Photojournalist Katja Heinemann’s art series, “On Borrowed Time/Growing Up With HIV,” was a collaboration with the staff and campers at Camp Heartland (now known as One Heartland) in Minnesota, who were either born HIV-positive, are living with HIV, or had family members who died or are living with the virus, according to the piece’s description.
The interdisciplinary exhibit which consisted of visual photographs, as well as interviews and sing-a-longs with the campers struck a chord with DePaul senior Claire Sandberg, an art history major and research assistant at the DePaul Art Museum.
“The collection of photographs and audio by Katja Heinemann was the most moving piece for me,” Sandberg said. “The work was inspiring because it is an excellent example of a supportive and strong community for these children who have been affected by HIV/AIDS and shows this wonderful and supportive space of hope.”
This feeling of a supportive space of hope is shared by one of the artists in the show, Vincent Chevalier, who created the video “So…When Did You Figure Out That You Had AIDS?” The video performance was a reflection of the media environment in 1996, when HIV/AIDS was a stigmatizing and terrifying reality for Chevalier, a queer youth who grew up to be an adult survivor. Chevalier speaks of the importance of having young voices guide the new narrative of “AIDS art” along with the older voices.
“It is important that we allow for new voices to take up more space in the conversation about HIV/AIDS,” Chevalier said. “While the recent trend of ‘revisitation” of the “AIDS art’ of the past is a necessary gesture, we’ve seen how this canonization of works by white, cisgendered men has contributed to the erasure of other perspectives and histories.”
When it comes to the new voices of today the effects of social media contribute to the free distribution of art that moves us.
“I think it’s important not to commodify AIDS or canonize it as a period in art history,” a queer feminist artist in the exhibit, Angela Davis Fegan, said. “I didn’t make the pieces with the intention of selling them.”
Fegan created handmade posters out of her late father’s old jeans and ethically sourced products such as rose petal, plant matter and linseed oil. Slogans on the posters say things like “We Bleed For Our Flag All Over This Dance Floor,” and “Visibility, Inclusion, Survival.” She encouraged people to share the letterpress text-based artworks with photos on social media with the hashtag #lavendermenace, a reference to her citywide poster project and the group of lesbian feminists that formed during the 1970’s Second Wave feminism.

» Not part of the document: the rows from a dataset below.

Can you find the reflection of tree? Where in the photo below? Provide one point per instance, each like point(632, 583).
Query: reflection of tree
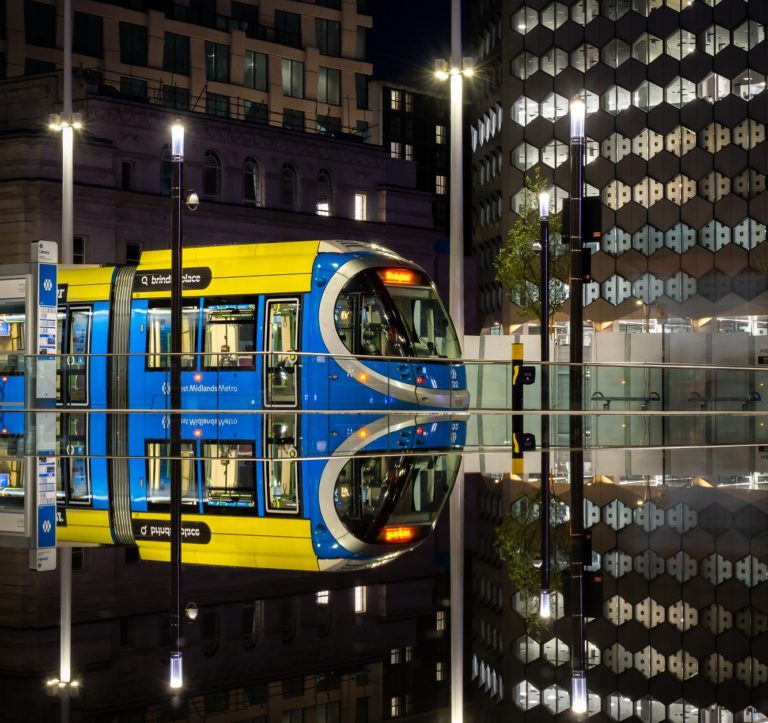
point(518, 265)
point(518, 543)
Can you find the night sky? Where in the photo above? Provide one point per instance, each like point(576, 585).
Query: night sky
point(407, 37)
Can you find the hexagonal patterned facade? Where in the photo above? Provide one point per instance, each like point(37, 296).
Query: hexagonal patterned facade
point(675, 144)
point(684, 626)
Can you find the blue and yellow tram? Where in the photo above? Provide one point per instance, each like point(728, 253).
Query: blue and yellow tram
point(274, 337)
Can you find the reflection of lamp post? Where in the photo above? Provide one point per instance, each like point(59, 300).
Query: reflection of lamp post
point(576, 418)
point(544, 597)
point(177, 172)
point(66, 124)
point(456, 73)
point(647, 314)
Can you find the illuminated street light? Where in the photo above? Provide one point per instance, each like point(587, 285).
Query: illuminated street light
point(456, 70)
point(576, 418)
point(177, 242)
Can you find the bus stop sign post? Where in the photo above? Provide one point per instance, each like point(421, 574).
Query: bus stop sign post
point(41, 395)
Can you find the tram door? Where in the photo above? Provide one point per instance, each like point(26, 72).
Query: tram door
point(74, 337)
point(281, 384)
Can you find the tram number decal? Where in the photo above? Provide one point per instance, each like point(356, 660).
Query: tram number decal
point(197, 533)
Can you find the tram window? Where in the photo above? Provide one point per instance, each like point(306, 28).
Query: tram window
point(229, 335)
point(159, 337)
point(73, 343)
point(74, 481)
point(426, 321)
point(282, 343)
point(159, 472)
point(282, 481)
point(372, 492)
point(229, 473)
point(11, 471)
point(363, 324)
point(12, 338)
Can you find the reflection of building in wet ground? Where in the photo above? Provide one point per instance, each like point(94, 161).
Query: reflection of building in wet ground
point(685, 608)
point(265, 646)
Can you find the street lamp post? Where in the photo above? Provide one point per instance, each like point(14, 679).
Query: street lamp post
point(544, 596)
point(455, 71)
point(576, 420)
point(177, 176)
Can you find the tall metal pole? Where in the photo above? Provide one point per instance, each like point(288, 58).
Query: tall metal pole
point(456, 304)
point(177, 180)
point(576, 436)
point(67, 213)
point(544, 595)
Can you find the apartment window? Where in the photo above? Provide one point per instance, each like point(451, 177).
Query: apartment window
point(133, 44)
point(328, 712)
point(217, 104)
point(211, 175)
point(293, 78)
point(361, 43)
point(361, 91)
point(248, 15)
point(440, 621)
point(127, 171)
point(176, 53)
point(328, 34)
point(288, 187)
point(33, 66)
point(216, 62)
point(293, 120)
point(40, 24)
point(133, 87)
point(329, 86)
point(394, 707)
point(78, 249)
point(360, 599)
point(175, 97)
point(256, 70)
point(253, 187)
point(87, 35)
point(361, 212)
point(324, 193)
point(328, 125)
point(256, 112)
point(288, 28)
point(132, 256)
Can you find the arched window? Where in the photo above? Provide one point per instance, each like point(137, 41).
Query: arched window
point(289, 188)
point(324, 193)
point(165, 171)
point(211, 175)
point(253, 187)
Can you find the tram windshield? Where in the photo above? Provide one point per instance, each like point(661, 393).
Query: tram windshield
point(394, 312)
point(373, 494)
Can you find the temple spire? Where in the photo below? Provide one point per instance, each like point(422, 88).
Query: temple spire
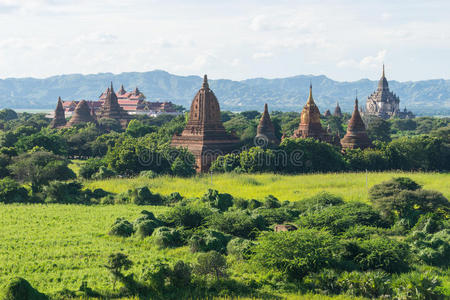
point(310, 98)
point(205, 84)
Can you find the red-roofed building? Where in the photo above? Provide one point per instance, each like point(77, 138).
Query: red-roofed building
point(132, 102)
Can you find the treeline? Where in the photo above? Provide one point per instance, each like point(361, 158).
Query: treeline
point(397, 247)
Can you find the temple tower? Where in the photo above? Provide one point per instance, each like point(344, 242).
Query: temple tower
point(81, 114)
point(204, 134)
point(356, 136)
point(337, 111)
point(383, 103)
point(112, 110)
point(310, 122)
point(59, 119)
point(266, 131)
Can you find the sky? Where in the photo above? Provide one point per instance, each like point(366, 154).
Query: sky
point(344, 40)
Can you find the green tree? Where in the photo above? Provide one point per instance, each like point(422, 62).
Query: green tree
point(295, 253)
point(211, 263)
point(39, 168)
point(116, 264)
point(379, 129)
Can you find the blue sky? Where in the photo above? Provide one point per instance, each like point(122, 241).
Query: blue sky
point(344, 40)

The DePaul Art Museum has three upcoming exhibits starting on April 27 that amplify marginalized voices. “A Matter of Conscience,” is an exhibit with artistic approaches to politically charged content and social issues, “Vessels of Genealogies,” which are Dominican-American artist Firelei Baez’s large-scale paintings representing the beauty and political implications of hairstyles and tattoos, and “To Name It is to See It,” which is Vietnamese artist Hu’o’ng Ngo’s reframing of connections of language, gender, and visuality through the lens of postcolonial subjectivity.